Xbel picture Xbel · Feb 18, 2019 · Viewed 13.1k times · Source

I want to compute the gradient between two tensors in a net. The input X tensor (batch size x m) is sent through a set of convolutional layers which give me back and output Y tensor(batch size x n).

I’m creating a new loss and I would like to know the gradient of Y w.r.t. X. Something that in tensorflow would be like:

tf.gradients(ys=Y, xs=X)

Unfortunately, I’ve been making tests with torch.autograd.grad(), but I could not figure out how to do it. I get errors like: “RunTimeerror: grad can be implicitly created only for scalar outputs”.

What should be the inputs in torch.autograd.grad() if I want to know the gradient of Y w.r.t. X?

Answer

trsvchn picture trsvchn · Feb 19, 2019

Let's start from simple working example with plain loss function and regular backward. We will build short computational graph and do some grad computations on it.

Code:

import torch
from torch.autograd import grad
import torch.nn as nn


# Create some dummy data.
x = torch.ones(2, 2, requires_grad=True)
gt = torch.ones_like(x) * 16 - 0.5  # "ground-truths" 

# We will use MSELoss as an example.
loss_fn = nn.MSELoss()

# Do some computations.
v = x + 2
y = v ** 2

# Compute loss.
loss = loss_fn(y, gt)

print(f'Loss: {loss}')

# Now compute gradients:
d_loss_dx = grad(outputs=loss, inputs=x)
print(f'dloss/dx:\n {d_loss_dx}')

Output:

Loss: 42.25
dloss/dx:
(tensor([[-19.5000, -19.5000], [-19.5000, -19.5000]]),)

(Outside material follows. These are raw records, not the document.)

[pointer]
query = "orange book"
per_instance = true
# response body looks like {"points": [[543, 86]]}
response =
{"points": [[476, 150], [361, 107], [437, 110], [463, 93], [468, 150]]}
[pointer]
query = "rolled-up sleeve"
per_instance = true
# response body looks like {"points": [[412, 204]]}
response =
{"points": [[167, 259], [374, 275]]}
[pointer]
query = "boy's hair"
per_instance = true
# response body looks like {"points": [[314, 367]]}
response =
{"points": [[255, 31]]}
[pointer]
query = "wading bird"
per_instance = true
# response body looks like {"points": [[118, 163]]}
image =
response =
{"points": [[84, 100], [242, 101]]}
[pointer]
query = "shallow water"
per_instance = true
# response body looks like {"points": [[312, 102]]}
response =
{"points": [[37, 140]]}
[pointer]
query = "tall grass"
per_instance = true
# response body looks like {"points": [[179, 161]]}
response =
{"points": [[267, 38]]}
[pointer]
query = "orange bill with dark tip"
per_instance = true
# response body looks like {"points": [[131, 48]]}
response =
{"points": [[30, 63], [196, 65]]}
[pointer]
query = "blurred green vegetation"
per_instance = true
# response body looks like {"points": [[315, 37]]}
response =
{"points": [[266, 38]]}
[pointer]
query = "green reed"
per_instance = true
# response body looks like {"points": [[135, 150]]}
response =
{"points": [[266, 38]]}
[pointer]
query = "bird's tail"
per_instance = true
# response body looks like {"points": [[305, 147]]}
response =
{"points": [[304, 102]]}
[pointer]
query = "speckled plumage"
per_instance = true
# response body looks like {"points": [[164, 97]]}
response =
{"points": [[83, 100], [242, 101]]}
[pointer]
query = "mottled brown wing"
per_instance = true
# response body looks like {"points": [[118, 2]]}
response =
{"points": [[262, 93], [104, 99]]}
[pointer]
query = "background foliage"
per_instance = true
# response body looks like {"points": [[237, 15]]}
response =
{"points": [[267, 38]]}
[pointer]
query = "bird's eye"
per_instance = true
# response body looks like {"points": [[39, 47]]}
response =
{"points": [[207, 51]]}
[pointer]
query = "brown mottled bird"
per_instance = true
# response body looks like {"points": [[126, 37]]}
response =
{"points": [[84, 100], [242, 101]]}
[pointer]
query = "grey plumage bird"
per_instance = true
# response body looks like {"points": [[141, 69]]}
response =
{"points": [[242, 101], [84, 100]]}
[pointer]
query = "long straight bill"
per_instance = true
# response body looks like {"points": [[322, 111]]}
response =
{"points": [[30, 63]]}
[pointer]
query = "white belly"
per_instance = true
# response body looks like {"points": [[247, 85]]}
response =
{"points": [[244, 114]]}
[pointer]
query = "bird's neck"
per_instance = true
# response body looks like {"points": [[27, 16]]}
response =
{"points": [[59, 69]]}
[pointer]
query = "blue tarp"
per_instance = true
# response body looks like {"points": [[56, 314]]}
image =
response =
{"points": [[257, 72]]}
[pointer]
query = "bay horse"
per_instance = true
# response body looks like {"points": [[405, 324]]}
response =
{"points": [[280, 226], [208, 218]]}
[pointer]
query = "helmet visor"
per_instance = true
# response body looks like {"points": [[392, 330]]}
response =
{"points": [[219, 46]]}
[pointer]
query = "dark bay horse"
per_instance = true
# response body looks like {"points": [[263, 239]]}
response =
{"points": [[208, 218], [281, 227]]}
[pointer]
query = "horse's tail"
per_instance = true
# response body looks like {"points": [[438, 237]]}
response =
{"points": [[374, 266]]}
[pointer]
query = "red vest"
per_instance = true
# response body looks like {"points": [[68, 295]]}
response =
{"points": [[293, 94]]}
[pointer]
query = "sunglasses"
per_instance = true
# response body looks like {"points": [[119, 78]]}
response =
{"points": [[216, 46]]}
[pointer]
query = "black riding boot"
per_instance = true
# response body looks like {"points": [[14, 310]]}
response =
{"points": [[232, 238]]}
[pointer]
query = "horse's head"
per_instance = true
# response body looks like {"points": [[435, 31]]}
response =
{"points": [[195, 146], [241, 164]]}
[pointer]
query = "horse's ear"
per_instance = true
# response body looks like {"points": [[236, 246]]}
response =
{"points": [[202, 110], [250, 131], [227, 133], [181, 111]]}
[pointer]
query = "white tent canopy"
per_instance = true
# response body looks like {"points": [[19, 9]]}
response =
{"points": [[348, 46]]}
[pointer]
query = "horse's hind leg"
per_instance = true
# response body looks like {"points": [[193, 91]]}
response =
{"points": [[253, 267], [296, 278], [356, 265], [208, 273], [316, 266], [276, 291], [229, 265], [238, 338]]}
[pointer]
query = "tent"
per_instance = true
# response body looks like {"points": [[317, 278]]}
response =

Ok, this works! Now let's try to reproduce error "grad can be implicitly created only for scalar outputs". As you can notice, loss in previous example is a scalar. backward() and grad() by defaults deals with single scalar value: loss.backward(torch.tensor(1.)). If you try to pass tensor with more values you will get an error.

Code:

v = x + 2
y = v ** 2

try:
    dy_hat_dx = grad(outputs=y, inputs=x)
except RuntimeError as err:
    print(err)

Output:

grad can be implicitly created only for scalar outputs

Therefore, when using grad() you need to specify grad_outputs parameter as follows:

Code:

v = x + 2
y = v ** 2

dy_dx = grad(outputs=y, inputs=x, grad_outputs=torch.ones_like(y))
print(f'dy/dx:\n {dy_dx}')

dv_dx = grad(outputs=v, inputs=x, grad_outputs=torch.ones_like(v))
print(f'dv/dx:\n {dv_dx}')

Output:

dy/dx:
(tensor([[6., 6.],[6., 6.]]),)

dv/dx:
(tensor([[1., 1.], [1., 1.]]),)

NOTE: If you are using backward() instead, simply do y.backward(torch.ones_like(y)).